Tuesday, October 31, 2017

Happy Reformation Day when "my flesh seems to be on a warpath"

Martin Luther by Ernst Friedrich August Rietschel 1884
HAPPY REFORMATION DAY!

As you celebrate today, enjoy these encouraging words from Martin Luther in his Commentary on St. Paul's Epistle to the Galatians, written around 1538.

When meditating on Galatians 2:20,
I have been crucified with Christ. It is no longer I who live, but Christ who lives in me. And the life I now live in the flesh I live by faith in the Son of God, who loved me and gave himself for me.

Luther contemplated the depth of his sin and the beauty of the gospel,
Paul declares that Christ began and not we. He loved me, and gave Himself for me. He found in me no right mind and no good will. But the good Lord had mercy upon me. Out of pure kindness He loved me, loved me so that He gave Himself for me, that I should be free from the Law, from sin, devil, and death.
The wickedness, error, darkness, ignorance in my mind and my will were so great, that it was quite impossible for me to be saved by any other means than by the inestimable price of Christ’s death.1

Then, in response to Galatians 5:16,
But I say, walk by the Spirit, and you will not gratify the desires of the flesh.

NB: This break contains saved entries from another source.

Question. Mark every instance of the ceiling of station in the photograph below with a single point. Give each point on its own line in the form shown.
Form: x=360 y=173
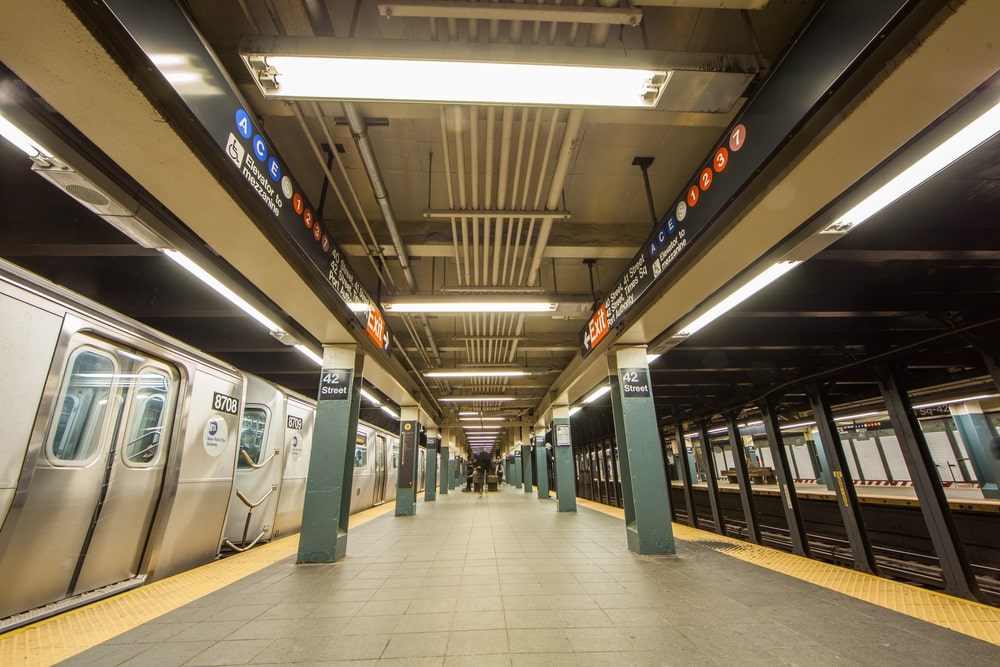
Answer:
x=920 y=281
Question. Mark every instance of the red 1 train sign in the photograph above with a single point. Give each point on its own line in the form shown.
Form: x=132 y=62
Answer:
x=838 y=35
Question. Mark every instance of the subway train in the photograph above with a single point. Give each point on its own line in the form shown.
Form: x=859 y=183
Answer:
x=128 y=456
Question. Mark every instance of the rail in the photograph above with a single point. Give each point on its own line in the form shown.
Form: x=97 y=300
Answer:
x=251 y=506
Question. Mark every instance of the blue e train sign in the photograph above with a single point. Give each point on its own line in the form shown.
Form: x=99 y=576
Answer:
x=839 y=34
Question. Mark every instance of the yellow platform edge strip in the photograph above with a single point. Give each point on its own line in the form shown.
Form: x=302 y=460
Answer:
x=54 y=639
x=964 y=616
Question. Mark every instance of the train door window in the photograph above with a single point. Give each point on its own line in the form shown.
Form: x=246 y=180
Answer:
x=252 y=432
x=148 y=419
x=83 y=400
x=361 y=452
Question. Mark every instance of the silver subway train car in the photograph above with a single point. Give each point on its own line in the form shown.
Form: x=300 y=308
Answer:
x=127 y=456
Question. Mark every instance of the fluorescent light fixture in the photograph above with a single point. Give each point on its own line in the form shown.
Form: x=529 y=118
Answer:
x=460 y=82
x=453 y=305
x=748 y=289
x=954 y=400
x=310 y=354
x=475 y=373
x=597 y=393
x=951 y=149
x=203 y=275
x=471 y=399
x=19 y=138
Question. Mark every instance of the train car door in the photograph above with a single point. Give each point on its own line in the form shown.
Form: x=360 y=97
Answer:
x=89 y=487
x=378 y=495
x=253 y=504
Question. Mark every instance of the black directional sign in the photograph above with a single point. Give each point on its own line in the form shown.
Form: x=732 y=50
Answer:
x=165 y=34
x=838 y=35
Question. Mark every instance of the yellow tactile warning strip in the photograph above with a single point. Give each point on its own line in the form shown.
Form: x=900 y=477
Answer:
x=60 y=637
x=964 y=616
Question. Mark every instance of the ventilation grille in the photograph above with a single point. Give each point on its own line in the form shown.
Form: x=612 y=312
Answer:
x=88 y=195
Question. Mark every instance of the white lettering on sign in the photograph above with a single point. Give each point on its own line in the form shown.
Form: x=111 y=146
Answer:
x=335 y=384
x=634 y=382
x=235 y=150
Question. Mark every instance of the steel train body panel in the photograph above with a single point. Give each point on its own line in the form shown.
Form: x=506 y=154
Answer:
x=300 y=416
x=96 y=473
x=254 y=499
x=119 y=462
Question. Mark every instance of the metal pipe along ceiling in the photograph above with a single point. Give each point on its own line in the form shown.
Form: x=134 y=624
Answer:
x=359 y=131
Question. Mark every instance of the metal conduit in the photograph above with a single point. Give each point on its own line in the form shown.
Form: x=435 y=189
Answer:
x=506 y=132
x=354 y=195
x=360 y=133
x=313 y=144
x=474 y=160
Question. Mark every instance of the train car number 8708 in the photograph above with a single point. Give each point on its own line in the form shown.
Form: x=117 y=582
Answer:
x=227 y=404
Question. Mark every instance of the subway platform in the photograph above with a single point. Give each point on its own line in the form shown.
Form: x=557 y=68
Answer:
x=504 y=579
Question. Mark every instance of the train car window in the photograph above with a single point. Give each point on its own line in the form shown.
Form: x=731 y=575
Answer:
x=252 y=434
x=361 y=452
x=147 y=424
x=83 y=402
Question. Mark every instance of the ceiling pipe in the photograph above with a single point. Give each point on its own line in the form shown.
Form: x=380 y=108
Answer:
x=359 y=131
x=567 y=152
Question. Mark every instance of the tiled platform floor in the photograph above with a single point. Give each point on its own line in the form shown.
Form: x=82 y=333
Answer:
x=506 y=580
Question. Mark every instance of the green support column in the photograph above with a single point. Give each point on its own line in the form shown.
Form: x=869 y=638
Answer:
x=562 y=454
x=526 y=462
x=518 y=467
x=644 y=484
x=542 y=466
x=327 y=505
x=445 y=453
x=430 y=471
x=406 y=479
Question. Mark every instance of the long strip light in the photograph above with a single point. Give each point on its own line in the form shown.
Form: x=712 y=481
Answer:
x=471 y=399
x=346 y=78
x=19 y=138
x=597 y=393
x=475 y=373
x=205 y=277
x=747 y=290
x=951 y=149
x=461 y=306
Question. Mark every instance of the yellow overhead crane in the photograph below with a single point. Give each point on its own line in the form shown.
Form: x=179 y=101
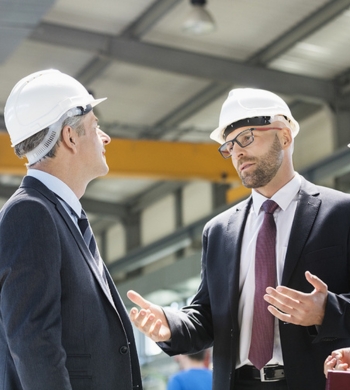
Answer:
x=162 y=160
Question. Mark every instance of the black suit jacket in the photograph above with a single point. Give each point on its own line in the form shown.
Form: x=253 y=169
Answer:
x=59 y=329
x=319 y=242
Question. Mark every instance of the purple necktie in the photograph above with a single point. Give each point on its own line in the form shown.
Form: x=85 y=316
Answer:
x=261 y=347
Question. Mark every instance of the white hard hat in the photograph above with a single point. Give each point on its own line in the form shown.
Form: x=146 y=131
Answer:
x=41 y=99
x=245 y=103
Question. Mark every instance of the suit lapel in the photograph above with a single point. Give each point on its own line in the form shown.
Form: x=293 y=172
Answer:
x=233 y=244
x=37 y=185
x=304 y=219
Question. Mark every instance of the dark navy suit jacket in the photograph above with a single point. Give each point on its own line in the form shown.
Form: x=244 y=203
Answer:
x=319 y=242
x=59 y=329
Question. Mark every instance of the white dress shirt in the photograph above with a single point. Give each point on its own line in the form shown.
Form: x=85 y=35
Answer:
x=286 y=198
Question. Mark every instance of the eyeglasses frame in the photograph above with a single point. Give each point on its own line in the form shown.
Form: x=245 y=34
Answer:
x=234 y=140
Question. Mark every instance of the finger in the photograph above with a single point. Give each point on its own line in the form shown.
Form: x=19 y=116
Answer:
x=284 y=293
x=318 y=284
x=281 y=316
x=156 y=330
x=137 y=299
x=279 y=304
x=133 y=314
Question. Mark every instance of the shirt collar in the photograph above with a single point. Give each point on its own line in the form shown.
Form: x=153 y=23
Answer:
x=283 y=197
x=58 y=187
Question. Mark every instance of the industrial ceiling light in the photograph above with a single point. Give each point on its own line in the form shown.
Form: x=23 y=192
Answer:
x=199 y=20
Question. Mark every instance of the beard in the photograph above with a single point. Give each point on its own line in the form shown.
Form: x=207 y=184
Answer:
x=266 y=167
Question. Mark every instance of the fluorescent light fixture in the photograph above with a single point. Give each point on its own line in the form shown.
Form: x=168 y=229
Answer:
x=199 y=20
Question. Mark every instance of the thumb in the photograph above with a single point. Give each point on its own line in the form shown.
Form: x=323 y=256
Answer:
x=137 y=299
x=318 y=284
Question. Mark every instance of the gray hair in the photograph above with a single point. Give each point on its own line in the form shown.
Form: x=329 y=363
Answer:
x=29 y=144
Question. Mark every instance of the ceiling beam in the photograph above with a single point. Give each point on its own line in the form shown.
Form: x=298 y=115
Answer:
x=17 y=19
x=149 y=18
x=186 y=110
x=184 y=62
x=299 y=32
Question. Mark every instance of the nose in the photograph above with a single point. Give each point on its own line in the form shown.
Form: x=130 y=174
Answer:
x=106 y=139
x=237 y=151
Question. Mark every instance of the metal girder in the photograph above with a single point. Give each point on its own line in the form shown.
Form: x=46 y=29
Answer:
x=157 y=192
x=166 y=278
x=303 y=29
x=148 y=159
x=107 y=209
x=184 y=62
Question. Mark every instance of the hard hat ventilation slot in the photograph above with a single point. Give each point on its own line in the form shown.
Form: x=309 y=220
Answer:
x=47 y=143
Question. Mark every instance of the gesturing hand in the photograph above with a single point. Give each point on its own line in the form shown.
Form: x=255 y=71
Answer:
x=150 y=320
x=296 y=307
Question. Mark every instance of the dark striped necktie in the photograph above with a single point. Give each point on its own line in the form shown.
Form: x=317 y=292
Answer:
x=89 y=239
x=261 y=347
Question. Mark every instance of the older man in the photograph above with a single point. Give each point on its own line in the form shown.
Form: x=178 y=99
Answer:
x=63 y=325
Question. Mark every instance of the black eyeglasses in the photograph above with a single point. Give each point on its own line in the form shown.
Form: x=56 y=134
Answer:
x=243 y=139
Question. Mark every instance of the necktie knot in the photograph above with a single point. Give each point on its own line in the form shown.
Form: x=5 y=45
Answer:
x=269 y=206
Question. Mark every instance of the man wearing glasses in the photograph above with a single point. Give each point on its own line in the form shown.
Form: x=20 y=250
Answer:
x=289 y=233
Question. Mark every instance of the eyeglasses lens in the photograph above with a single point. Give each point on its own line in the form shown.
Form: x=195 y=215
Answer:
x=243 y=139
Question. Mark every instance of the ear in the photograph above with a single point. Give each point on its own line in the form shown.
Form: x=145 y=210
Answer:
x=69 y=137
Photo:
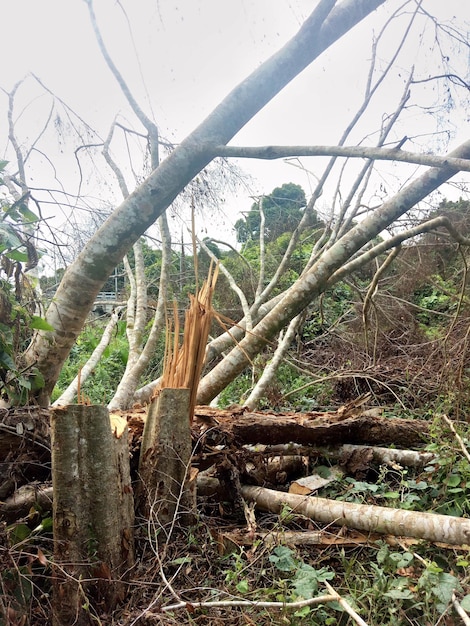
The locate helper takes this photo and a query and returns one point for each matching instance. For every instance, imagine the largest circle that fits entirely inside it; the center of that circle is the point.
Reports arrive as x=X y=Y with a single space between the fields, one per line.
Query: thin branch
x=363 y=152
x=346 y=606
x=457 y=436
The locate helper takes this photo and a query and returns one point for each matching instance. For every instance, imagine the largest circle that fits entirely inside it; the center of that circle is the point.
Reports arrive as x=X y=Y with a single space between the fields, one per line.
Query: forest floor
x=239 y=564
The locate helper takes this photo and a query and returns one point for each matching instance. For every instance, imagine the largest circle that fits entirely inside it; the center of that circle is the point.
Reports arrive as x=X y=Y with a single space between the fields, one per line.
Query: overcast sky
x=181 y=57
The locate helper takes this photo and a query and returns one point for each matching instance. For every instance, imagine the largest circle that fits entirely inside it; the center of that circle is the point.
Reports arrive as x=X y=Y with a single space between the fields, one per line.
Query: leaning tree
x=352 y=224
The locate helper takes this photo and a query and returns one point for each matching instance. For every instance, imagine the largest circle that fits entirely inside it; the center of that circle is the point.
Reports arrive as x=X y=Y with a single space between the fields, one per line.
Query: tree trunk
x=92 y=512
x=429 y=526
x=317 y=429
x=84 y=278
x=165 y=460
x=321 y=275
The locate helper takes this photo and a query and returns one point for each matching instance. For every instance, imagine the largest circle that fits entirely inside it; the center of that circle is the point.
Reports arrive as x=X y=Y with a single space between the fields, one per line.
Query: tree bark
x=92 y=522
x=165 y=459
x=320 y=276
x=84 y=278
x=317 y=429
x=429 y=526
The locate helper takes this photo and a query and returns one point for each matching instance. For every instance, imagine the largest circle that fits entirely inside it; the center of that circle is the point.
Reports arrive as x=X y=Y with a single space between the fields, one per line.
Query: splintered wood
x=184 y=363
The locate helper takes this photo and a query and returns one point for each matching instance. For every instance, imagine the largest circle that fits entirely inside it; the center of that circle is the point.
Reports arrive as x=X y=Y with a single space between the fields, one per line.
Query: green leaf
x=283 y=560
x=16 y=255
x=7 y=361
x=391 y=495
x=465 y=603
x=27 y=214
x=399 y=594
x=242 y=586
x=39 y=323
x=18 y=533
x=453 y=480
x=446 y=586
x=181 y=561
x=303 y=612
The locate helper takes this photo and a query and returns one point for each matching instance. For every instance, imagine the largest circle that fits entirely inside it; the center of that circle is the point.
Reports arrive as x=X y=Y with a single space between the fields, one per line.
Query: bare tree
x=341 y=242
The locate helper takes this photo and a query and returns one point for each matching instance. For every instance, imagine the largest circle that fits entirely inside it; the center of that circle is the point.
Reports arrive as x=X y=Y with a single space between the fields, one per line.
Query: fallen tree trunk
x=429 y=526
x=313 y=428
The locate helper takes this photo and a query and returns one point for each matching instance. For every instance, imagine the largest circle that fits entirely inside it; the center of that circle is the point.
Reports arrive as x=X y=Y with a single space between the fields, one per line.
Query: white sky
x=191 y=54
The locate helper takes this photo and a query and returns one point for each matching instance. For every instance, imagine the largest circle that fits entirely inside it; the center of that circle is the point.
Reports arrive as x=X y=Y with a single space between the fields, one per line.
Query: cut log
x=165 y=487
x=230 y=541
x=308 y=484
x=20 y=503
x=430 y=526
x=92 y=537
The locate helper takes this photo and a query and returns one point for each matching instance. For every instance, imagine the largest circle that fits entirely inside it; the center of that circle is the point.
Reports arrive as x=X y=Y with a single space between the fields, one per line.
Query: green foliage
x=282 y=210
x=102 y=383
x=17 y=321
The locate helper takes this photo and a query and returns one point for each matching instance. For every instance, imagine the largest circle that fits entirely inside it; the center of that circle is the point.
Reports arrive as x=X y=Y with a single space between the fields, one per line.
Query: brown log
x=19 y=504
x=230 y=541
x=314 y=429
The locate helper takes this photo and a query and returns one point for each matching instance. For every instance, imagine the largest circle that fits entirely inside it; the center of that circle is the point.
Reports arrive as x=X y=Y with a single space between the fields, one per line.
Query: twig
x=253 y=603
x=460 y=611
x=346 y=606
x=457 y=436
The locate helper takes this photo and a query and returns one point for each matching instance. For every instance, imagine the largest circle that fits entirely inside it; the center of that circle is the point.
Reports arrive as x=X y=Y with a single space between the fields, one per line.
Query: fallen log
x=319 y=429
x=399 y=522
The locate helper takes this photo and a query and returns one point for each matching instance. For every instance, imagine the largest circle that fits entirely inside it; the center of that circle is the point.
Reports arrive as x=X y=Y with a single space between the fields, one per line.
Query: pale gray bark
x=361 y=152
x=429 y=526
x=315 y=281
x=131 y=219
x=93 y=516
x=271 y=368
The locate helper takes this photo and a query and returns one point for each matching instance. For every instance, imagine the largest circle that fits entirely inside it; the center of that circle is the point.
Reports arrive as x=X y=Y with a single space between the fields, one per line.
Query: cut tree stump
x=92 y=513
x=166 y=485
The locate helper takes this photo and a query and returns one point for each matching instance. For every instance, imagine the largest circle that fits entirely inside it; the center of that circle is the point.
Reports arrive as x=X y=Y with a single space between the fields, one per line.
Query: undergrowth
x=386 y=581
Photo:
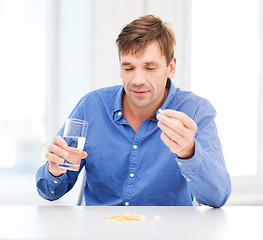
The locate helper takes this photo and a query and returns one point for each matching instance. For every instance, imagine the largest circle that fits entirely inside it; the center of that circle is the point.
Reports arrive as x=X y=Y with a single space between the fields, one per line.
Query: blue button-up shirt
x=125 y=167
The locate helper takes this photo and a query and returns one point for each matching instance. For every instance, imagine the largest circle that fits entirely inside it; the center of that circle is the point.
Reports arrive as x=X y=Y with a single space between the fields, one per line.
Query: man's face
x=145 y=74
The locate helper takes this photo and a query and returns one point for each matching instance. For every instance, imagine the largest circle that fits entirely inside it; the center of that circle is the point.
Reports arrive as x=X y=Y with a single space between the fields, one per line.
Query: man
x=132 y=155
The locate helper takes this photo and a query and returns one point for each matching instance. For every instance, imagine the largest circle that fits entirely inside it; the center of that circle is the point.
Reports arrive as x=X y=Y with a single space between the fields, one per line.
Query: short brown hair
x=135 y=36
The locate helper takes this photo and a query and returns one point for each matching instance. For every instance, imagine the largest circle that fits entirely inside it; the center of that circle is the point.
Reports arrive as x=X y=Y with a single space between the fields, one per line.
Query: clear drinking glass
x=75 y=135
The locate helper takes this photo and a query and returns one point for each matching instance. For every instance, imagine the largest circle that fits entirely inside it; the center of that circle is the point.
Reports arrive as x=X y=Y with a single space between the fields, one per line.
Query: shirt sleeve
x=206 y=172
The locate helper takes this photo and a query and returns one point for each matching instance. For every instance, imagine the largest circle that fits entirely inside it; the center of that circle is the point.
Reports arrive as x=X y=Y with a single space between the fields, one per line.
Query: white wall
x=82 y=52
x=83 y=55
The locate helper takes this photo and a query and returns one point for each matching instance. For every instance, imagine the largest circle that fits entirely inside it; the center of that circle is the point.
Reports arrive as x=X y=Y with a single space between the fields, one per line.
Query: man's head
x=135 y=36
x=146 y=52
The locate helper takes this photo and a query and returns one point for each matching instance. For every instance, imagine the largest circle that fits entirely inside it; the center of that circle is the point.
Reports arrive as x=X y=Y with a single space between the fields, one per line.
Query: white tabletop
x=65 y=222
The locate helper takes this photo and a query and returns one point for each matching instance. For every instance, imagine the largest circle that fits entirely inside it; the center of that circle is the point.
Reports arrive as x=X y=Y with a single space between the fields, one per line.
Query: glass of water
x=75 y=135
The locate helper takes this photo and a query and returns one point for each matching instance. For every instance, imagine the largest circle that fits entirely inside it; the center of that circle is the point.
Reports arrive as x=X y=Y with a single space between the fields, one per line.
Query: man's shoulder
x=190 y=102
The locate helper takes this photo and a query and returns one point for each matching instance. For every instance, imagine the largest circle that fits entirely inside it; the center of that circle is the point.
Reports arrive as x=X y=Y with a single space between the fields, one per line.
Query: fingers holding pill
x=178 y=131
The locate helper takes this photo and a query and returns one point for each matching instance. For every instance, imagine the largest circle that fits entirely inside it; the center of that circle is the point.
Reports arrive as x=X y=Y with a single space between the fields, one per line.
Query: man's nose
x=139 y=78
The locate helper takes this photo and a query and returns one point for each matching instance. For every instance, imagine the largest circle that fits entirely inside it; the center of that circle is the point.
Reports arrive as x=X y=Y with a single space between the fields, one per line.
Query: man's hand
x=57 y=152
x=178 y=131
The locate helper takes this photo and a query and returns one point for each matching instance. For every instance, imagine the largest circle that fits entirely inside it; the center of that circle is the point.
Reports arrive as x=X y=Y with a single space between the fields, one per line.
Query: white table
x=66 y=222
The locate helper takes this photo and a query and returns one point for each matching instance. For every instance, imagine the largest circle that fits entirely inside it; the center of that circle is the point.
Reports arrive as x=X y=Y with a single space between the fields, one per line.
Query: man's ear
x=171 y=66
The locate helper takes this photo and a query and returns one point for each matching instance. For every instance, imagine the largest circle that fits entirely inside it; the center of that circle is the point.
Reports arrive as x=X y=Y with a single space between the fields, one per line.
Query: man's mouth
x=140 y=91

Luther rejoiced in the hope that we have because of the Holy Spirit living in us,
When sin rages in our body and we through the Spirit wrestle against it, then we have cause for hope. The lust of the flesh is not altogether extinct in us. It rises up again and again and wrestles with the Spirit. No man is to despair of salvation just because he is aware of the lust of the flesh. Let him be aware of it so long as he does not yield to it. The passion of lust, wrath, and other vices may shake him, but they are not to get him down. Sin may assail him, but he is not to welcome it. Yes, the better Christian a man is, the more he will experience the heat of the conflict. It happens at times that anger, hatred, impatience, carnal desire, fear, sorrow, or some other lust of the flesh so overwhelms a man that he cannot shake them off, though he try ever so hard. What should he do? Should he despair? God forbid. Let him say to himself: “My flesh seems to be on a warpath against the Spirit again. Go to it, flesh, and rage all you want to. But you are not going to have your way. I follow the leading of the Spirit.” When the flesh begins to cut up the only remedy is to take the sword of the Spirit, the word of salvation, and fight against the flesh.2


Saturday, October 21, 2017

God's grace in Ephesians for the Jita people


We finished the final check of the book of Ephesians in the Jita language!!!

I'm still amazed that a guy from the Midwest can sit in an office in Tanzania with a Jita speaker, skyping with a Consultant in the UK, discussing the meaning of Greek words using English and Swahili in order to create a clear and accurate translation in Jita. Amazing! And it's all because of God's grace.

Thankfully, now the Jita people can learn about God's amazing grace from the book of Ephesians.
Abhayefeeso 2:8  
Okubha muchunguuywe kwa obhwitiriranya bhwaye, ku‑njira ya okwikirisya Yeesu. Obhuchungusi obhwo bhutasookere kw‑imwe, tari ni echiyaanwa cha Nyamuwanga kw‑imwe.
Ephesians 2:8
For by grace you have been saved through faith. And this is not your own doing; it is the gift of God.
We faced some big challenges in this book. For example, in English Bibles, Ephesians 2:14-16 is one long, elaborate, complex sentence containing 13 interrelated clauses.
For he himself is our peace, who has made us both one and has broken down in his flesh the dividing wall of hostility by abolishing the law of commandments and ordinances, that he might create in himself one new man in place of the two, so making peace, and might reconcile us both to God in one body through the cross, thereby killing the hostility. 
We spent a LONG time making sure that Paul's intended meaning was accurately captured in the translation and then we spent a LONG time making sure that the translation flowed clearly and naturally.

Then we had a very difficult time in Ephesians 4:19 and 5:3 differentiating between sensuality, sexual immorality, and impurity. How do we describe these things adequately enough in Swahili so that we can find the appropriate words in Jita?

I think I'm most excited about Ephesians 5:18-21, where Paul exhorts the believers to be filled with the Holy Spirit and then describes what real Christian community looks like when we all walk by the Spirit and are led by the Spirit and filled with the Spirit.

mwijusibhwe Mwoyo Mweru
be filled with the Holy Spirit

Thank you for your prayers and partnership with us in bringing this great news to the Jita people.